烦躁!已经回到公司三个多月了,正式接任了原副总的职务,成了我父亲的副手,虽说以前做过大企业的总监,但压力和工作量不可同日而语,碰巧最近我们签下了一个别墅区的木质家具供应。从谈判签约到任务落实,我不眠不休的工作了两天,家都没回过,神经已经绷到极限了。
趁着午休的空档,我躲到经理室的休息间“充电”。
“宝贝,你是不是很久没睡觉了,声音听上去好累啊。”佳琪担忧的情绪感觉都要从手机里溢出来了。
我躺在沙发上,哈欠连天的回道:“是啊,反正你也不在家,我就没回去,在办公室休息的。”
佳琪她们公司半个月前在英国举办了一场时装发布会,她也被临时召了过去。这是我们在一起后的第一次分别,送机的当天,看她一步三回头的样子,我终于体会到难舍难分的痛,似乎心尖最柔软的那块被撕扯开,贴在她身上陪着她去了英国。
“真是乱来!等我回去看我这么治你!”佳琪一直很介意我不规律的生活作息,除了有时的兽性大发以外,她基本都要求我睡上子午觉,以保证精力恢复的。
我没有跟她贫嘴,因为此时的注意力被手上的戒指吸引了。
这是佳琪走之前戴在我手上的。之前心中的疑惑再次腾升起来,我记得这枚戒指的所有者是佳琪她妈妈Victoria。
“佳琪,你这次回去,阿姨的身体还好吧?”
“……”
长久的沉默,安静得让我心慌。
然后是佳琪含糊的一句“挺好的”,我们的聊天就此结束。
担忧如同不停翻滚扩大的乌云,蒙上我的眼睛,让人迷茫,直觉告诉我,肯定有事。
不过没有过多的时间让我躺在这胡思乱想,因为此时,门外传来一阵急促的敲门声。
我起身开门,外面站着的是我的小助理,满头大汗,气喘吁吁的。虽说她平时也不怎么靠谱,但这副样子,还是第一次见到。
“出了什么事?”
小姑娘咽了口口水,一截一截的往外蹦字。
“虞总……董事长他……他……晕倒了……”
父亲苍白的脸突然浮现在我的脑海里,我下意识的往门外走,可四肢百骸如同被灌了铅,每一步都感觉艰难无比。
“他现在在哪?打120了没?”
小助理跟在我背后,频频点头,“已经打过了,董事长在他的办公室里。”
等我赶到,父亲已经醒了过来,靠在沙发上,面色很差。他的秘书端着水杯站在旁边,满脸愁容,看到我,立刻放下杯子,上前跟我汇报。
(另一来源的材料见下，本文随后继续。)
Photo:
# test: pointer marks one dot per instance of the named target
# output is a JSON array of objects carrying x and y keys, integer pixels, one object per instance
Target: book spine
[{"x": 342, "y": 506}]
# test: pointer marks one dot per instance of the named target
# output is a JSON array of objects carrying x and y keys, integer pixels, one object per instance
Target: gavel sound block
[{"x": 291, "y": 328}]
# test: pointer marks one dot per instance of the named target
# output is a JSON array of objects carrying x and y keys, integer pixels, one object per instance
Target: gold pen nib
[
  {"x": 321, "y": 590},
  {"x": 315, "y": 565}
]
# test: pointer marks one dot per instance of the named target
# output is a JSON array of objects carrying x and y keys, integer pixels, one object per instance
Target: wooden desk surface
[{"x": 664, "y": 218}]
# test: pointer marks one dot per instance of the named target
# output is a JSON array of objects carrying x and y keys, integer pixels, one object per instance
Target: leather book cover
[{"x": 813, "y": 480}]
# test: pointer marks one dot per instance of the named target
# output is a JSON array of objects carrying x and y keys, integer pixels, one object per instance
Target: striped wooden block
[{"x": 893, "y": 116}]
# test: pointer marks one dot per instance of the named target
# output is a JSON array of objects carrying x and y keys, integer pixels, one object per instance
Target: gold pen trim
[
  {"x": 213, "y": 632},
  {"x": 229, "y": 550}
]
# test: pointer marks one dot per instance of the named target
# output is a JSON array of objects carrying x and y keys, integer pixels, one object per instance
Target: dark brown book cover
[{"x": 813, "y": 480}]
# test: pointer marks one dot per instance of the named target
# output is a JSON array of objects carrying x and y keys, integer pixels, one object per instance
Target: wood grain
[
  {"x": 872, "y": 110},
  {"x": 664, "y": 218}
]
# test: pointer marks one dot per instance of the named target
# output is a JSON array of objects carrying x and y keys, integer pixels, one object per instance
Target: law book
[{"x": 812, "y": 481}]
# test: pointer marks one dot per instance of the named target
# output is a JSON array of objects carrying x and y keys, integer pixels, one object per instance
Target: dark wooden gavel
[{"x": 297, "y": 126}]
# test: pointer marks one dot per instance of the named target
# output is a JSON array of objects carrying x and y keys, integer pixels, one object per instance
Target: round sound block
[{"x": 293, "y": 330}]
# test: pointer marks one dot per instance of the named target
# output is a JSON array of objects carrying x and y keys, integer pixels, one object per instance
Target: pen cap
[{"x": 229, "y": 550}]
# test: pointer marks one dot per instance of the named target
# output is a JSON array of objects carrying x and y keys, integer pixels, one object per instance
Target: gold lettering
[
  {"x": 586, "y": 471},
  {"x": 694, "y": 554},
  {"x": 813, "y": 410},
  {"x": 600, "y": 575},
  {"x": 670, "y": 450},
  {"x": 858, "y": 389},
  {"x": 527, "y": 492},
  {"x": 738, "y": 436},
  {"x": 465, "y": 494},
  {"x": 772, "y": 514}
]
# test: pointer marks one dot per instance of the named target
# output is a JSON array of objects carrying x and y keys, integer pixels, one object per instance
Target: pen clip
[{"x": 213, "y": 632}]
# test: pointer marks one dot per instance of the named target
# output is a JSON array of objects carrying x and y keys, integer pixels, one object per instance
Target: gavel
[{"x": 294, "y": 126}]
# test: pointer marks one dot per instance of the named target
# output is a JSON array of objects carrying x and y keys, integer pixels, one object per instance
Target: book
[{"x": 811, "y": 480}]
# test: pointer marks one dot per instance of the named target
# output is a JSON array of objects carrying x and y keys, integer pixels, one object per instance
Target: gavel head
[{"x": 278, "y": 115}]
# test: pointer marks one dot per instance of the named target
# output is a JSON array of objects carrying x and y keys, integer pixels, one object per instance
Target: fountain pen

“虞总,董事长刚刚准备跟我们的两个供货商开视频会议,突然说有些头晕,然后就倒在地上了,脸色发白,手心的汗都是冷的。”
我坐到父亲旁边,摸了摸他的额头,的确有些冰凉。
“爸,你现在觉得怎么样?”
父亲勉强笑了笑,吸了口气,回我道:“现在好多了。”
即便这么说,可眼下的这个虚弱的父亲还是让我心痛且内疚,为什么就在身边我都不知道他的身体情况会这么糟糕。
很快,救护车赶到,把父亲送往医院。医生详细询问了病史,还做了一系列的检查,然后把我和母亲叫到医生办公室。
“通过检查,我们还是考虑,虞先生这次的晕厥是低血糖造成的。”
低血糖我们平时也听说过,感觉不像是什么严重的问题,母亲不自觉的双手合十,小心的问着医生:“医生,那这个不是大毛病吧?”
医生从一堆的检验单里,挑出一张B超报告单,然后抬头推推眼镜,指着上面黑乎乎的小图片说道:“造成晕厥的虽然是低血糖,可是是什么原因出现的低血糖才是关键。”
母亲靠着我,明显颤抖起来。我扶住母亲,不安地等着医生的下一句话。
“因为虞先生近期有恶心、腹胀的症状,刚刚我们体查时,也摸到他的肝脏下缘明显下移,这说明他很有可能存在肝脏占位性病变,所以我给他加做了个腹部B超,这里显示,有个东西。”
医生这一串的术语是有些含蓄,但我已经感觉到他背后的意思——他怀疑我父亲得了肝癌。
我从没想过这种事情会发生在我身上,父亲一直护着我、宠着我,嘘寒问暖,而我却不曾回馈他哪怕一次的关心,他前些天说不想吃饭,我还以为是把我骗回家吃饭的借口,甚至跟母亲一起取笑他返老还童,跟女儿撒娇。如今想来,我好后悔。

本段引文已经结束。